L’Agence Régionale de Santé de Bourgogne-Franche-Comté a engagé, depuis plusieurs mois, une réflexion visant à réorganiser l’offre hospitalière de la Haute Côte-d’Or. En décembre dernier, j’ai rencontré Pierre Pribile, directeur général de l’ARS, pour exiger qu’une véritable concertation soit engagée avec tous les acteurs locaux, et notamment le Conseil départemental et le Centre Hospitalier de la Haute Côte-d’Or.

J’ai appris dernièrement que l’ARS envisageait de rattacher au Centre hospitalier de Semur-en-Auxois le laboratoire de biologie médicale implanté au sein de l’hôpital de Châtillon-sur-Seine. L’ARS justifie cette décision en arguant du niveau réduit d’activité du laboratoire de Châtillon et de « sa situation de grande fragilité ».

L’ARS entend imposer son projet, sans aucune concertation.

Mais, il est impératif, avant toute décision, que tous les éléments qui l’ont motivée puissent être donnés. Il faut également que l’établissement puisse apporter des éléments en réponse ainsi que les incidences de cette fermeture tant pour l’ensemble des activités de l’hôpital que pour les habitants du territoire. Or, il se trouve que ce service n’est pas déficitaire mais au contraire est à l’équilibre budgétaire. Alors pourquoi ce transfert ?

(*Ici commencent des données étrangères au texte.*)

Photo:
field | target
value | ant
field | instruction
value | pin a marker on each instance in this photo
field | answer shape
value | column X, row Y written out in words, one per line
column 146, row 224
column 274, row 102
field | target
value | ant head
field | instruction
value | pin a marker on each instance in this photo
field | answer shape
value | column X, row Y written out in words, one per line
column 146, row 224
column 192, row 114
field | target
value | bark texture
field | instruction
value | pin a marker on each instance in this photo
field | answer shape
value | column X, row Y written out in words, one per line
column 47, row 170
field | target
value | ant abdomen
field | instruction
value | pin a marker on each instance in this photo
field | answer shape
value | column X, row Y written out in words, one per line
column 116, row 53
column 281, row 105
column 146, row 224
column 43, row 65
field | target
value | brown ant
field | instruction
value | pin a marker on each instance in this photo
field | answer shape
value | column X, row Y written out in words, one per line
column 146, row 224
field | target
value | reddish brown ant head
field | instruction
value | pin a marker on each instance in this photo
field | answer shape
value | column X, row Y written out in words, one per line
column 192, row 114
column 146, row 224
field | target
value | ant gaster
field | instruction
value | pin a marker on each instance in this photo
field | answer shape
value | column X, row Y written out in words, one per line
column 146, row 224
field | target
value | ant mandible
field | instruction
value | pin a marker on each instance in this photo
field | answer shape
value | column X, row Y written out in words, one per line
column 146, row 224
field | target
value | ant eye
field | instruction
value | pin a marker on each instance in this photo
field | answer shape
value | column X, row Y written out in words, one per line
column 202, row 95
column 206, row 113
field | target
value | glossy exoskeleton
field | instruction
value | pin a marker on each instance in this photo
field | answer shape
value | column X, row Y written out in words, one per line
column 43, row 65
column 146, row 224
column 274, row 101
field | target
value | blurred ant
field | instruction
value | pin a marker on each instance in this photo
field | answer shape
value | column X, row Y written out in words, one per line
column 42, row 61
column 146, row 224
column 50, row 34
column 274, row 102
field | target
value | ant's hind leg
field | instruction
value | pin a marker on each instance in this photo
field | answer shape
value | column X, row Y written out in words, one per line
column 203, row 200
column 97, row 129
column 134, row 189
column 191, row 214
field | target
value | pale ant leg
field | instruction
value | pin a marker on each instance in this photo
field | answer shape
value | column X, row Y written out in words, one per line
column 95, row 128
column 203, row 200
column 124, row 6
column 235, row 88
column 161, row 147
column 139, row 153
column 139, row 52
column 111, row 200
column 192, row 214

Je trouve inadmissibles ces décisions unilatérales qui sont préjudiciables pour toute la population. On voudrait fragiliser la situation de l’hôpital de Châtillon-sur-Seine qu’on ne s’y prendrait pas autrement car cela risque de ne pas être sans conséquences sur le devenir des urgences.

Réorganiser l’offre hospitalière en Haute Côte-d’Or est certes une obligation ; cela ne doit pas conduire à un déménagement des services publics mais au contraire à leur pérennité.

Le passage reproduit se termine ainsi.